Abstract
Background
Pharmacogenetic study of cytochrome P450 (CYP) gene CYP2D6 and tamoxifen outcomes remain controversial. Apart from CYP2D6, other drug-metabolizing enzymes and transporters also play a role in tamoxifen metabolic pathways. The aim of this study is to investigate the impact of CYP3A4/5, ABCB1, and ABCC2 polymorphisms on the risk of recurrence in Thai patients who received tamoxifen adjuvant therapy.
Methods
Patients with early-stage breast cancer who received tamoxifen adjuvant therapy were recruited in this study. All six single-nucleotide polymorphisms (SNPs), including CYP3A4*1B (−392 A>G)/*18(878 T>C), CYP3A5*3(6986 G>A), ABCB1 3435 C>T, ABCC2*1C(−24 C>T), and ABCC2 68231 A>G, were genotyped using real-time polymerase chain reaction assays. The impacts of genetic variants on disease-free survival (DFS) were analyzed using the Kaplan–Meier method and Cox regression analysis.
Results
The ABCB1 3435 C>T was found to have the highest allele frequency among other variants; however, CYP3A4*1B/*18 could not be found in this study. Patients with heterozygous ABCB1 3435 CT genotype showed significantly shorter DFS than those with homozygous 3435 CC genotype (P = 0.041). In contrast, patients who carried homozygous 3435 TT genotype showed no difference in DFS from wild-type 3435 CC patients.
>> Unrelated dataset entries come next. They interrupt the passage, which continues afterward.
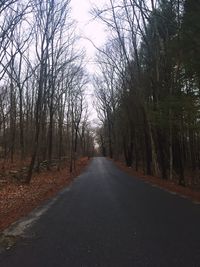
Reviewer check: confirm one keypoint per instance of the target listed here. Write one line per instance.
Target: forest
(147, 87)
(44, 113)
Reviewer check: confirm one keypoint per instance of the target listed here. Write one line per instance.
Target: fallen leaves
(165, 184)
(18, 200)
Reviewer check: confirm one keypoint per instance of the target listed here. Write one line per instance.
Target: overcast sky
(88, 28)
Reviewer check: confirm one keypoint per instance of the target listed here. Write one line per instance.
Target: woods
(44, 114)
(147, 87)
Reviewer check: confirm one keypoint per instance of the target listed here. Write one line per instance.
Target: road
(110, 219)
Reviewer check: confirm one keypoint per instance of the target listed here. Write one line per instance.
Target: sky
(88, 28)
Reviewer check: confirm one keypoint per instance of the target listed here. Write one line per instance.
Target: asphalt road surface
(109, 219)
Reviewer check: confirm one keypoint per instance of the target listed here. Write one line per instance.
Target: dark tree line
(42, 81)
(148, 86)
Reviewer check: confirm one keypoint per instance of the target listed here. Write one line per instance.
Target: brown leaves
(18, 200)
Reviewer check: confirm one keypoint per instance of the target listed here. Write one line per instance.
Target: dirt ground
(165, 184)
(17, 200)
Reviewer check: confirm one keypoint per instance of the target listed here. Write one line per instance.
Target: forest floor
(171, 186)
(17, 200)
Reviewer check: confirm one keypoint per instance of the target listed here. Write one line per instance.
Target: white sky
(92, 29)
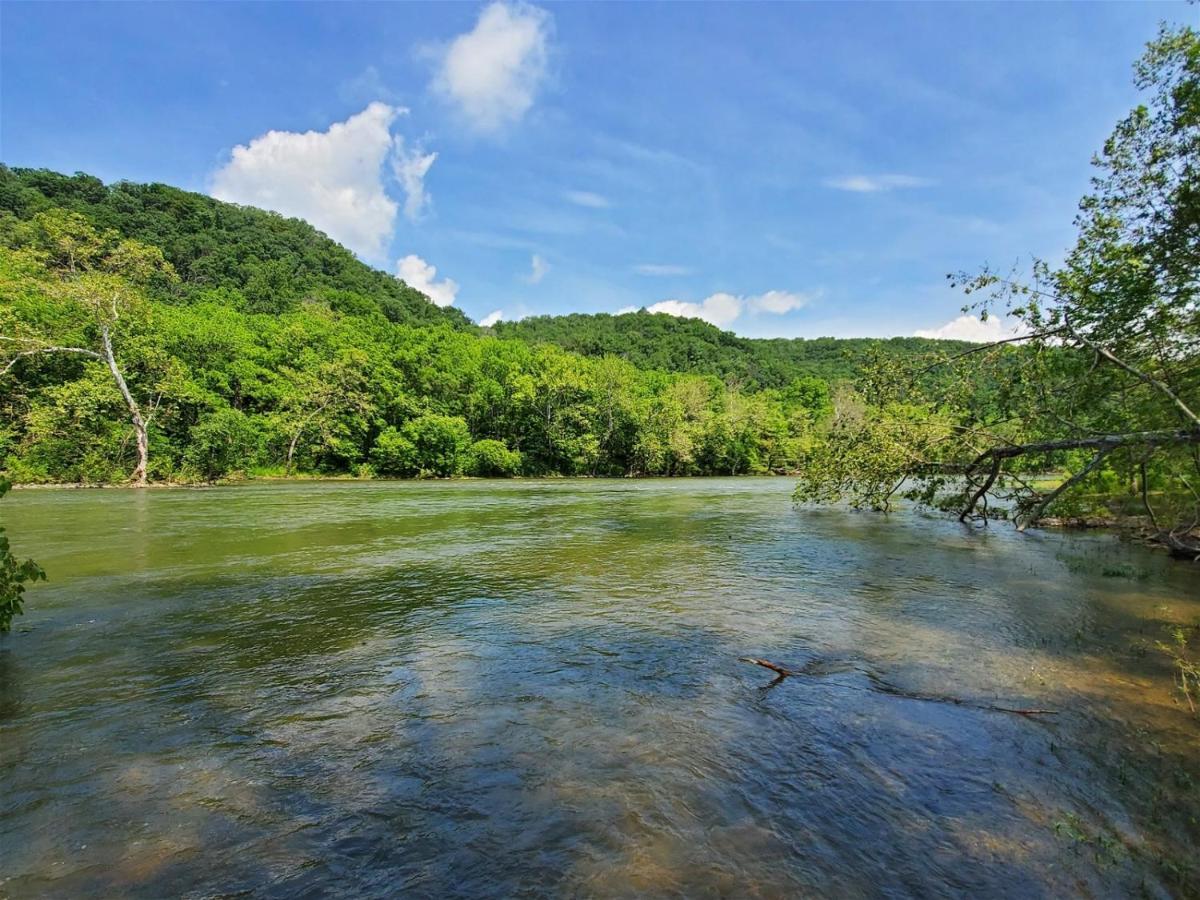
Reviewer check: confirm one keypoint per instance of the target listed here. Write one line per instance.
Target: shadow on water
(442, 713)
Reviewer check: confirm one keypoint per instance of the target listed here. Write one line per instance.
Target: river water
(533, 688)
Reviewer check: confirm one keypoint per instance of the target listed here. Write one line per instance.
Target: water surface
(491, 689)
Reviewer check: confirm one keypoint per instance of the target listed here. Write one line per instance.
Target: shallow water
(490, 689)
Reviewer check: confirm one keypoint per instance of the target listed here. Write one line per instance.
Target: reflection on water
(489, 689)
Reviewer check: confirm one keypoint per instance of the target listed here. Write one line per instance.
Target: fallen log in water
(881, 687)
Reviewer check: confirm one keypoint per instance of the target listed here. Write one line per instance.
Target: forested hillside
(671, 343)
(153, 334)
(259, 261)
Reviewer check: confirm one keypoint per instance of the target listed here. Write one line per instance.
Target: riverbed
(534, 688)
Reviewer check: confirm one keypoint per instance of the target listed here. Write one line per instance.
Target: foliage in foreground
(1103, 390)
(13, 575)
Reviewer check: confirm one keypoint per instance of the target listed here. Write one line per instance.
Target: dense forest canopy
(258, 261)
(153, 334)
(677, 345)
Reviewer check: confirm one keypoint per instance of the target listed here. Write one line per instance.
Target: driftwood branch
(880, 685)
(1041, 505)
(983, 490)
(1137, 373)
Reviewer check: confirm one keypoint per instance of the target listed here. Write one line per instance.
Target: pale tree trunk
(292, 450)
(139, 424)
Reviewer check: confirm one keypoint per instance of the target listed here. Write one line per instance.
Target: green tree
(99, 277)
(13, 575)
(1105, 385)
(426, 445)
(491, 459)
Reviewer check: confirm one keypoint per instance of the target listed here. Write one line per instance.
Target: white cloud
(659, 269)
(411, 165)
(874, 184)
(719, 310)
(971, 328)
(724, 310)
(493, 72)
(586, 198)
(420, 275)
(538, 269)
(333, 179)
(778, 301)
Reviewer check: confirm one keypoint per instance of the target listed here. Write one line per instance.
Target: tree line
(1093, 411)
(117, 367)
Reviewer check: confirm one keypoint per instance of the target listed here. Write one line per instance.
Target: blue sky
(781, 169)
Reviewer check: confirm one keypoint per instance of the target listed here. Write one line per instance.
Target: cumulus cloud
(538, 269)
(874, 184)
(723, 310)
(661, 269)
(420, 275)
(972, 328)
(719, 310)
(411, 166)
(586, 198)
(778, 301)
(333, 179)
(495, 71)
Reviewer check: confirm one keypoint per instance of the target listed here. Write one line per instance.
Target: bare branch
(1041, 505)
(1137, 373)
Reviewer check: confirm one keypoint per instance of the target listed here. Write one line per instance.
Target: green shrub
(13, 575)
(222, 442)
(425, 445)
(492, 459)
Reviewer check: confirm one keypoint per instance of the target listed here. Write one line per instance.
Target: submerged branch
(881, 687)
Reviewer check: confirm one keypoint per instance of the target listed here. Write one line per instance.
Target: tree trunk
(139, 424)
(292, 450)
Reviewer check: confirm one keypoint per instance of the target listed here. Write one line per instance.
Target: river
(533, 688)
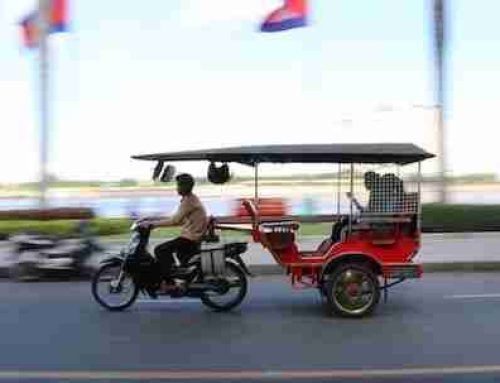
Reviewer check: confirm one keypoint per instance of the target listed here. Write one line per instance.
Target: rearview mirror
(157, 170)
(168, 173)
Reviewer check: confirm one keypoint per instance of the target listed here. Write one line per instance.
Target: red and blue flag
(293, 14)
(58, 22)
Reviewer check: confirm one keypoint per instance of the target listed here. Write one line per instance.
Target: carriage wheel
(353, 290)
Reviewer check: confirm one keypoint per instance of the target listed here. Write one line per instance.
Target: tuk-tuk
(376, 229)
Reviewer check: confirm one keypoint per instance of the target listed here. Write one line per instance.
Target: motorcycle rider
(192, 217)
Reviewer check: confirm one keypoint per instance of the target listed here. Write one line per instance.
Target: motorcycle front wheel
(232, 289)
(113, 289)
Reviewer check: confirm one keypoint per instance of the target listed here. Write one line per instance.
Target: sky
(134, 77)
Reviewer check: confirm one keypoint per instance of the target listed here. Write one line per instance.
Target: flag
(57, 22)
(293, 14)
(30, 30)
(58, 16)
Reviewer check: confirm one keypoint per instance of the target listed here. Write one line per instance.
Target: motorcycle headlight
(134, 242)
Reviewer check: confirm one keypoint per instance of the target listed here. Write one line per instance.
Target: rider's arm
(176, 219)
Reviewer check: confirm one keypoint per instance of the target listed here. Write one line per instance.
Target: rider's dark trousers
(182, 247)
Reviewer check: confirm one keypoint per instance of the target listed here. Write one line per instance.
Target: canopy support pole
(339, 171)
(256, 190)
(352, 194)
(43, 22)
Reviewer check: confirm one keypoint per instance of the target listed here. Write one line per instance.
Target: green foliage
(436, 217)
(461, 217)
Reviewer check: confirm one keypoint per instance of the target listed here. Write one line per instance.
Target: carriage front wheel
(352, 290)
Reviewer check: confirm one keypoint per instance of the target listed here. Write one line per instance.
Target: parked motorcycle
(38, 256)
(217, 276)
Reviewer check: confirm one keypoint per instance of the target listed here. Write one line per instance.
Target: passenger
(372, 184)
(392, 193)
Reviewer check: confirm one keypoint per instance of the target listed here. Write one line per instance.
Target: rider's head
(371, 178)
(185, 183)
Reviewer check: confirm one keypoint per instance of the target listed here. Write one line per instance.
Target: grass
(446, 218)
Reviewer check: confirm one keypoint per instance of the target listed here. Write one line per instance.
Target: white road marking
(472, 296)
(260, 375)
(167, 301)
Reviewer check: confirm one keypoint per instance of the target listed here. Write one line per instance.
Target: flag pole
(43, 14)
(439, 9)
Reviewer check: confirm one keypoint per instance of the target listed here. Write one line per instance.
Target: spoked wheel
(353, 290)
(229, 290)
(113, 289)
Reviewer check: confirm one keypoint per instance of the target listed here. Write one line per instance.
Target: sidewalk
(440, 252)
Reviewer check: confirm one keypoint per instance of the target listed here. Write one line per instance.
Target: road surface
(444, 327)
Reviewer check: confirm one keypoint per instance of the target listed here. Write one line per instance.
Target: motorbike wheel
(113, 298)
(24, 272)
(234, 279)
(353, 290)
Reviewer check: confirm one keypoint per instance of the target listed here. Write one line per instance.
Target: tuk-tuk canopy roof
(311, 153)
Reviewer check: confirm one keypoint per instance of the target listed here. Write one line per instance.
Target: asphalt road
(444, 327)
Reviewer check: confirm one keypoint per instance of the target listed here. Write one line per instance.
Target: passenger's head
(185, 184)
(371, 178)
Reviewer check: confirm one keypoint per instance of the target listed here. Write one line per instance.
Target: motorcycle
(217, 276)
(39, 256)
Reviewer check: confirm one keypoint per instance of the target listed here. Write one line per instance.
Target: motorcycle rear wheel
(101, 283)
(238, 280)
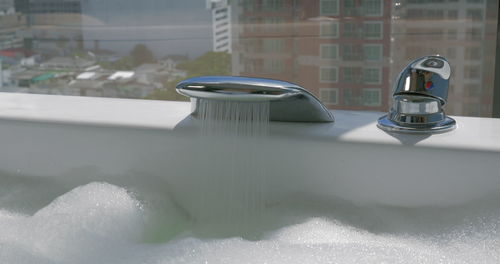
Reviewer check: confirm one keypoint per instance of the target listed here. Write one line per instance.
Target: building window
(272, 5)
(273, 66)
(473, 90)
(273, 24)
(329, 29)
(371, 97)
(452, 34)
(373, 29)
(373, 7)
(350, 30)
(351, 52)
(329, 51)
(473, 34)
(351, 74)
(329, 7)
(475, 14)
(329, 96)
(453, 14)
(328, 74)
(472, 72)
(451, 53)
(348, 98)
(272, 45)
(350, 8)
(473, 53)
(372, 52)
(372, 75)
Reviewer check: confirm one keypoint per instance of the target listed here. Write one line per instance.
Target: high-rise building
(460, 30)
(10, 26)
(221, 25)
(338, 50)
(54, 26)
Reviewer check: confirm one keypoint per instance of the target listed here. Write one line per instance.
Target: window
(475, 14)
(329, 51)
(451, 53)
(372, 52)
(347, 97)
(346, 44)
(273, 24)
(328, 96)
(351, 52)
(373, 29)
(329, 29)
(351, 74)
(350, 8)
(452, 34)
(373, 7)
(473, 34)
(472, 72)
(351, 30)
(372, 97)
(452, 14)
(272, 45)
(272, 5)
(473, 53)
(328, 74)
(329, 7)
(372, 75)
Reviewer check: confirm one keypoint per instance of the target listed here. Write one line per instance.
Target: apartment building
(338, 50)
(221, 25)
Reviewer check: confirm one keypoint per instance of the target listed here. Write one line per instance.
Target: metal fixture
(288, 102)
(420, 92)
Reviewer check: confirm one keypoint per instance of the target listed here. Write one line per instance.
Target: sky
(165, 26)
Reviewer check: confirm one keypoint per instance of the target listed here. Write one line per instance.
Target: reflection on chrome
(288, 102)
(420, 93)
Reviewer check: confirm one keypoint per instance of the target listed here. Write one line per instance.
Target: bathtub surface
(53, 136)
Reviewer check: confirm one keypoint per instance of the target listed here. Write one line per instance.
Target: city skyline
(347, 53)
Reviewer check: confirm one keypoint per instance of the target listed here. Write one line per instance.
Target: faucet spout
(288, 102)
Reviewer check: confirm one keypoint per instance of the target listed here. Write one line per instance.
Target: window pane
(329, 7)
(329, 29)
(141, 49)
(328, 74)
(329, 51)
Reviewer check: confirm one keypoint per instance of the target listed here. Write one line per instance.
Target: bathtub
(52, 144)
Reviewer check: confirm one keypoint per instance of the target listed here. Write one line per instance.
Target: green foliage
(210, 63)
(141, 54)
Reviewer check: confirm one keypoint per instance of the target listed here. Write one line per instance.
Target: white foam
(103, 223)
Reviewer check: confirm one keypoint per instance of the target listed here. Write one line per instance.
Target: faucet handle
(421, 91)
(426, 76)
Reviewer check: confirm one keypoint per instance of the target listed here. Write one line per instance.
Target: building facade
(221, 25)
(460, 30)
(338, 50)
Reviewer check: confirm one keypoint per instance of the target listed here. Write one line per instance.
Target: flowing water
(236, 176)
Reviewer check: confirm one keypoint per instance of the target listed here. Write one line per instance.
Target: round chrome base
(445, 125)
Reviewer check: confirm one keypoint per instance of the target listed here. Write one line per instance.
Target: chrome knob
(420, 93)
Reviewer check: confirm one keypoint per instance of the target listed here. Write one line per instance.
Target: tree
(141, 54)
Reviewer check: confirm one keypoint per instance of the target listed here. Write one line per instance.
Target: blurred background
(346, 52)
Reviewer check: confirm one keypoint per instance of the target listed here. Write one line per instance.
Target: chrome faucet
(420, 93)
(288, 102)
Cox regression analysis showed that the relative risk of recurrence was increased by five times (P = 0.043; hazard ratio = 5.11; 95% confidence interval: 1.05–24.74) in those patients carrying ABCB1 3435 CT genotype compared to those with ABCB1 3435 CC.
Conclusion
ABCB1 3435 C>T is likely to have a clinically significant impact on recurrence risk in Thai patients with breast cancer who receive tamoxifen adjuvant therapy.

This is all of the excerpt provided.